JMdictProject / JMdictIssues

JMdict Japanese dictionary - lexicographic, etc. issues management
16 stars 1 forks source link

Search-only forms #75

Closed JMdictProject closed 1 year ago

JMdictProject commented 1 year ago

As mention in the (closed) #46 issue, the [sK] and [sk] tags are now active. Their text descriptions are:

To enable a bit of initial downstream testing I have converted the "hiddenform" forms in two entries (3密 and カネロニ) to the tagged versions. I'd like to ask that contributors: (a) stop using the "hiddenform" flagging and instead directly propose [sK] and [sk] tags if any more come up; (b) hold off from converting any more flagged entries until I've tested it a bit.

I'll draft a section for the Editorial Policy and also a general notice particularly aimed at app/online site developers.

JMdictProject commented 1 year ago

I have:

I'll put out a message on the mailing list too.

robinjmdict commented 1 year ago

I think it would be helpful to list (or at least give a few examples of) the types of forms that should be tagged as sk/sK. Off the top of my head: kanji typos (変換ミス), uncommon 混ぜ書き forms, uncommon itaiji and kyūjitai, uncommon irregular okurigana forms, uncommon irregular readings.

The new section includes this sentence:

It is suggested that developers of dictionary apps and sites use these forms for searching purposes, but not show them as part of the full entry.

I would be more explicit and say that these forms should never appear as part of the full entry.
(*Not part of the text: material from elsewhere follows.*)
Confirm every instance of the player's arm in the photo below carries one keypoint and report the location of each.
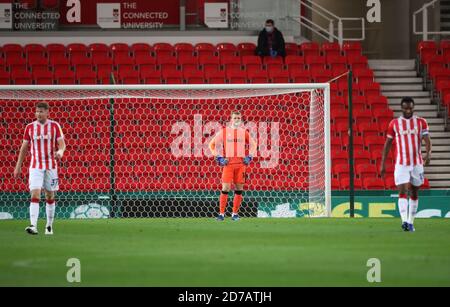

They don't participate in the restriction structure and there's nothing to indicate whether they're irregular (e.g. 変換ミス) or just uncommon (e.g. itaiji). Displaying them alongside the non-sk/sK forms would be confusing/unhelpful for users.

I'll put out a message on the mailing list too.

Do we also need to contact Weblio? It's probably the largest site that uses JMdict data. As an aside, I've noticed that Weblio doesn't support our newer misc tags (e.g. dated, net-sl, hist). It also doesn't support any field tags or restr tags, which is a more significant issue...

JMdictProject commented 1 year ago

Thanks. I've beefed up the section in question to contain quite a few of your suggestions. I may make it a separate page altogether as developer-oriented recommendations are not exactly editorial policy.

I haven't been in touch with the Weblio people for many years so it may be a fresh start. I think they reload from JMdict about once a month. I wasn't aware they weren't tracking recent tag changes, but perhaps that's because of the update cycle.

robinjmdict commented 1 year ago

The timestamped pseudo-entry shows that Weblio's JMdict data is from 26th July 2022, so presumably they're updating it monthly. It's most likely an automated process and they're not even aware of tag changes. Supporting new/changed tags involves a little more work for Weblio than most sites/apps because they have to be translated into Japanese.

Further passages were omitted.